Portugal. Dia da Mulher assinalado com manifestações e greve feminista

Portugal. Dia da Mulher assinalado com manifestações e greve feminista

Portugal 2 min. 08.03.2020 Do nosso arquivo online

Portugal. Dia da Mulher assinalado com manifestações e greve feminista

O Dia Internacional da Mulher é hoje assinalado em todo o mundo e em Portugal é marcado com protestos em várias cidades, reivindicando medidas contra a desigualdade e violência de género.

O Movimento Democrático de Mulheres (MDM) convocou uma manifestação nacional,  em Lisboa, sob o lema ”A Força da Unidade em defesa dos direitos das mulheres e pela paz no mundo”, entre os Restauradores e a Ribeira das Naus.

Esta organização que é a mais antiga estrutura de mulheres do país sai à rua "pelo direito ao trabalho com direitos, contra a precariedade e as discriminações". Segundo o MDM, entre as razões para assinalar este dia estão a exigência de "políticas de prevenção e combate à violência doméstica, com reforço dos meios financeiros, técnicos e humanos dos diferentes serviços públicos" e "o reconhecimento de que a prostituição é uma exploração e uma grave forma de violência sobre as mulheres e crianças".

Nesta iniciativa, que envolve a adesão de mais de 25 organizações e coletivos, estará presente uma delegação da CGTP-IN, conduzida pela secretária-geral, Isabel Camarinha, e uma delegação do PCP, com o secretário-geral, Jerónimo de Sousa.

Também está convocada uma greve feminista nacional pela Rede 8 de Março nas cidades de Amarante, Aveiro, Braga, Coimbra, Évora, Faro, Lisboa, Porto, Viseu e Vila Real e Ponta Delgada.

Segundo a organização, a greve feminista é uma forma de protesto e revolta contra situações precárias e de violência, e transcende o significado tradicional da greve ao trabalho para estendê-lo “à esfera da reprodução social, do cuidado doméstico e familiar, bem como à vida estudantil e à sociedade de consumo”.

A Rede 8 de Março reúne coletivos, associações, organizações políticas, sindicatos e pessoas a nível individual e este é o segundo ano em que convoca uma greve feminista.

Em Lisboa, a greve feminista decorre no Largo de Camões e tem previstas as presenças da coordenadora do Bloco de Esquerda, Catarina Martins, e da líder parlamentar do PAN, Inês de Sousa Real.

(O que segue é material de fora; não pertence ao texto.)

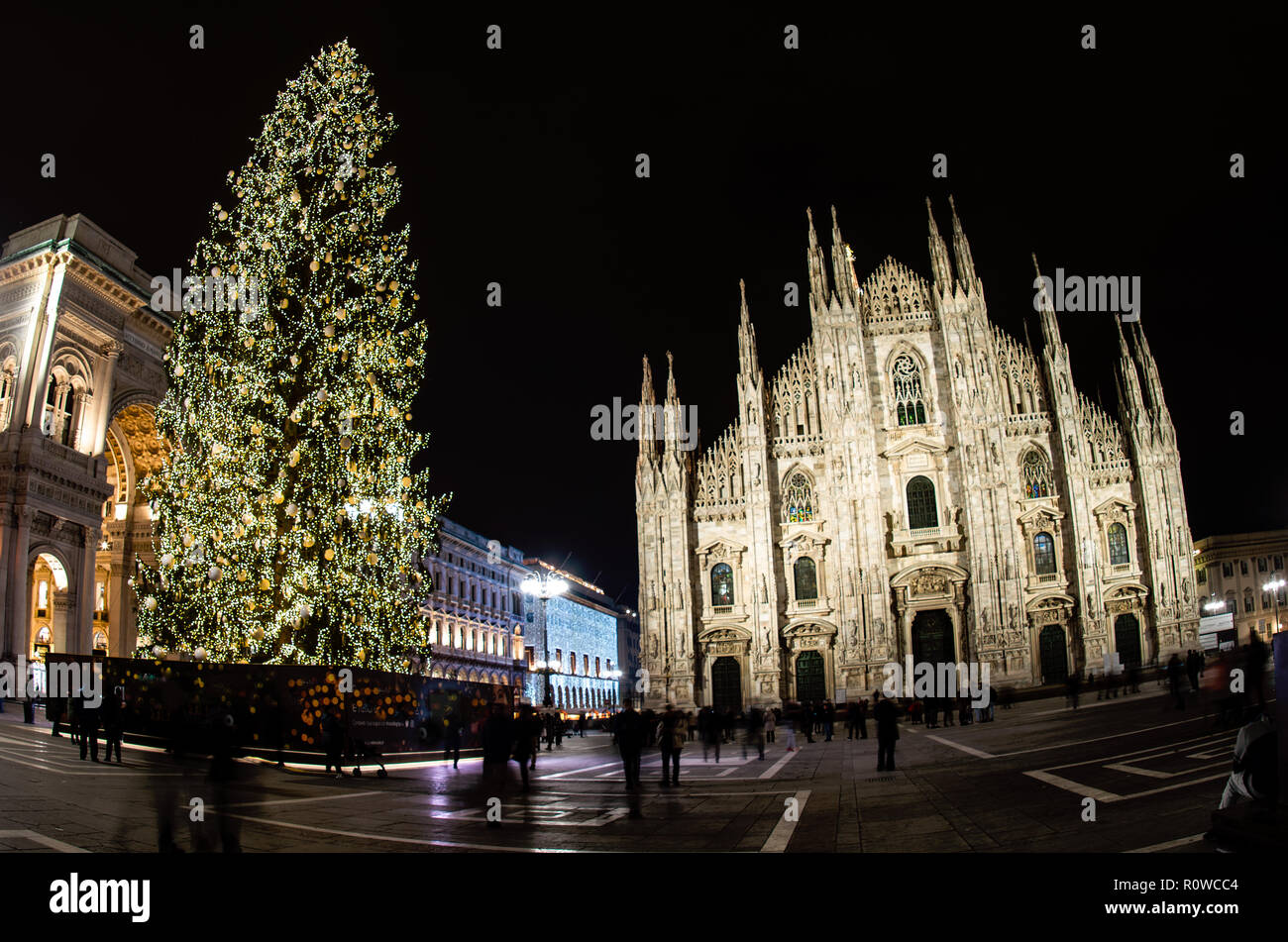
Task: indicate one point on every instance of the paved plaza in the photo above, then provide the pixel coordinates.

No Pavilhão do Conhecimento está também marcada uma iniciativa intitulada "Construtoras de Futuros" para celebrar o contributo das mulheres na ciência e inspirar as gerações mais novas para percursos académicos e profissionais nestas áreas, com as presenças da ministra da Presidência, Mariana Vieira da Silva, e do ministro da Ciência, Tecnologia e Ensino Superior, Manuel Heitor.

A Guarda Nacional Republicana (GNR) tem também marcada uma cerimónia alusiva ao Dia Internacional da Mulher, homenageando as militares sob o tema “Eu sou a Geração Igualdade: concretizar os direitos da mulher”.

Esta cerimónia é presidida pelo ministro da Administração Interna, Eduardo Cabrita, enquanto a secretária de Estado da Administração Interna, Patrícia Gaspar, dirige a cerimónia de inauguração da exposição fotográfica “Valentes”, no Quartel do Carmo, em Lisboa.

Apesar de ser comemorado desde 1909, o Dia Internacional da Mulher passou a ser assinalado a 8 de março por proposta da comunista alemã Clara Zetkin, em 1910, e só foi proclamado oficialmente pelas Nações Unidas em 1975. E apenas em 1979 foi aprovada a Convenção para a eliminação de todas as formas de discriminação contra as mulheres.